At its core, the NTE report is a value judgment, a proclamation to the world about what U.S. public policy priorities are and what they are not. For years, USTR’s annual review of U.S. trade partners’ “significant trade barriers” (required by statute 19 U.S. Code § 2241) has included not just policies that explicitly discriminate against U.S. companies but has labeled a variety of other countries’ public interest policies related to public health and the environment, food-labeling and privacy laws, and even kosher and halal faith-based dietary standards as illegal trade barriers. A trade policy that prioritizes the interests of workers and consumers must be premised on what is in the public interest.

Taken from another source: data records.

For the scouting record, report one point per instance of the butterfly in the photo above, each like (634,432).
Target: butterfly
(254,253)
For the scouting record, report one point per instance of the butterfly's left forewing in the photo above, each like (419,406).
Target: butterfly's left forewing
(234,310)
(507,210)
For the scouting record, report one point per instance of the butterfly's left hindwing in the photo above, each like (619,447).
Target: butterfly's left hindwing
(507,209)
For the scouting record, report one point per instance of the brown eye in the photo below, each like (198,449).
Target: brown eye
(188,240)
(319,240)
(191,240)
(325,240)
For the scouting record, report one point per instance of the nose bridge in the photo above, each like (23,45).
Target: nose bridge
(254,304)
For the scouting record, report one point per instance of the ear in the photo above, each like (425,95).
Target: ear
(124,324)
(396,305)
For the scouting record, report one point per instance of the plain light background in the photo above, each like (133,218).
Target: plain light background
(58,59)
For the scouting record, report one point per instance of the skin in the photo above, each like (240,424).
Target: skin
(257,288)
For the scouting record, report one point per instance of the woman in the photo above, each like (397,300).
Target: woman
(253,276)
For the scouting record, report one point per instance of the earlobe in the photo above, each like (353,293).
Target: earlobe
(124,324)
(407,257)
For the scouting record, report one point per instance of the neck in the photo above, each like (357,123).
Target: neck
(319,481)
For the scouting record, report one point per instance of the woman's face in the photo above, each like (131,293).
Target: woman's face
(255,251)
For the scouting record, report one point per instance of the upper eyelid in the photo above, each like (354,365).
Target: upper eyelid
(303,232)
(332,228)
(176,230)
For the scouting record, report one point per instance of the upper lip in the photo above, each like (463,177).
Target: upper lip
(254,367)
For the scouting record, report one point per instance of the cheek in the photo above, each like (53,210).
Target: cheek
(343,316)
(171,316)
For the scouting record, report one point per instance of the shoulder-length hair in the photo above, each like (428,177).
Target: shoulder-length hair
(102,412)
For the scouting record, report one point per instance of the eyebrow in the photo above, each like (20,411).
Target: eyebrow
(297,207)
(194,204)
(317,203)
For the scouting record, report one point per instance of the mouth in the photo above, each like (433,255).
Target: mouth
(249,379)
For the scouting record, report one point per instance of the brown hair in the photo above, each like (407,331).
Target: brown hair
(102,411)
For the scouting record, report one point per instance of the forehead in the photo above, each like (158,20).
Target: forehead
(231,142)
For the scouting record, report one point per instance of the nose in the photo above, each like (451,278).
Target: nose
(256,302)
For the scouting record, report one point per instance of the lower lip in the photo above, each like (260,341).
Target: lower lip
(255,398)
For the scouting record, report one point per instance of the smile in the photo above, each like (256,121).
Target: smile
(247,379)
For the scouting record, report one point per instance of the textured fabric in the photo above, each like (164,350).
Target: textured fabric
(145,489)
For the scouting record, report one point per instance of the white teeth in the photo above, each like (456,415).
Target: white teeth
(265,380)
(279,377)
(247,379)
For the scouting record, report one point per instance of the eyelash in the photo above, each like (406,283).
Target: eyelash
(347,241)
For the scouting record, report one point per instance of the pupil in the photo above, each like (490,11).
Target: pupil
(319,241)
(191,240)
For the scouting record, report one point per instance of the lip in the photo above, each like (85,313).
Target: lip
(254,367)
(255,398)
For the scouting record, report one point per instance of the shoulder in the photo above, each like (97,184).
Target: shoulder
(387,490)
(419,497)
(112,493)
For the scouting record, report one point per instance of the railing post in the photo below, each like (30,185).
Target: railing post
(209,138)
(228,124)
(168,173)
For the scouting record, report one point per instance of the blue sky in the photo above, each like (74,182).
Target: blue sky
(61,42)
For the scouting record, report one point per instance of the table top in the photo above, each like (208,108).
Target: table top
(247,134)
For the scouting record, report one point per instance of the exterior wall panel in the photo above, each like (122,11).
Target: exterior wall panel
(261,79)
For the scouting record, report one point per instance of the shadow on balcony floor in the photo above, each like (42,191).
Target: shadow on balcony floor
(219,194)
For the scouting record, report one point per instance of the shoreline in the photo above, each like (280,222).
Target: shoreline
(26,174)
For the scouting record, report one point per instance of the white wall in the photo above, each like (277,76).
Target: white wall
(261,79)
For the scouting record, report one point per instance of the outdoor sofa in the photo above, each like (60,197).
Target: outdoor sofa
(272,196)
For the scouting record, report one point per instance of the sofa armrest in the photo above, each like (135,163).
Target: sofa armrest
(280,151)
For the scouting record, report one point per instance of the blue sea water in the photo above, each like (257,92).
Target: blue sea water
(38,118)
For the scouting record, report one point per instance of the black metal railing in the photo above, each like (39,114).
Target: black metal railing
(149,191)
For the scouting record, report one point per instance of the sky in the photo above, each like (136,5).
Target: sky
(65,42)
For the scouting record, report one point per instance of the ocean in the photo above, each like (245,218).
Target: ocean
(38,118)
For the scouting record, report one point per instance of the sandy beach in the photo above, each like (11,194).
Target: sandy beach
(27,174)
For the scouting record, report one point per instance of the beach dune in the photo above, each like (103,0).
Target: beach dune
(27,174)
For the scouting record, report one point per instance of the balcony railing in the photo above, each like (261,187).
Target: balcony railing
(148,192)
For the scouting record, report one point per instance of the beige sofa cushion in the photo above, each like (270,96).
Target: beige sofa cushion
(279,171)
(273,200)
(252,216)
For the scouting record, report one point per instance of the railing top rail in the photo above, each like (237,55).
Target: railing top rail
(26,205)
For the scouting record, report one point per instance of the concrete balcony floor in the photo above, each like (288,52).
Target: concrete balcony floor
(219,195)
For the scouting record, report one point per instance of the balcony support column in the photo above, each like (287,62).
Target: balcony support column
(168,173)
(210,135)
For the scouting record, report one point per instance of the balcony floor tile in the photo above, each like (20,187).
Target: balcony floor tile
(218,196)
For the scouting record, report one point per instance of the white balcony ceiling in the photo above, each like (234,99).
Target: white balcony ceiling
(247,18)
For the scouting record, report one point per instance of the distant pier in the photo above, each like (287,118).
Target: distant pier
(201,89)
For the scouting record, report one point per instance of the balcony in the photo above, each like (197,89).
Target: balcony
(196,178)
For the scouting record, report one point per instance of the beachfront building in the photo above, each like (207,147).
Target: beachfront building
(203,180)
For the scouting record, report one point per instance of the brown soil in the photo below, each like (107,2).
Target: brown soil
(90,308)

The NTE Should Not List Public Interest Policies
It is Public Citizen’s view that it is inappropriate and counterproductive both for USTR to spend resources compiling a corporate hit list of public interest measures and for USTR to effectively arm commercial interests with ammunition to attack similar U.S. domestic policies by labeling such measures categorically as trade barriers. Any broad sense of the U.S. national interest should favor other countries enforcing strong environmental, health, digital regulation, and other public interest standards.
We were thus disappointed in the changes made to the NTE Report of 2025, compared to that released by the USTR in 2024. The 2024 report marked a significant change in policy, as that report explicitly recognized that countries have “a sovereign right to adopt measures in furtherance of legitimate public purposes,” and therefore adopted a more nuanced approach to identifying barriers to trade, in particular with regard to digital trade.
For instance, the 2024 NTE Report excluded a range of digital regulations that were previously identified as barriers to digital trade, including Europe’s digital regulations such as the General Data Protection Regulation and Digital Markets Act, Australia’s News Media Bargaining Code, and Canada’s Online News Act.
In last year’s comments, Public Citizen noted that the 2024 NTE report still listed many public interest policies as trade barriers, and therefore urged the USTR to build on the progress made in its 2025 report, which would include not just acknowledging countries’ sovereign right to regulate in the public interest, but their obligation to do so. Unfortunately, the 2025 report reverted to regurgitating the hit list of other countries’ laws that large U.S. multinational corporations dislike.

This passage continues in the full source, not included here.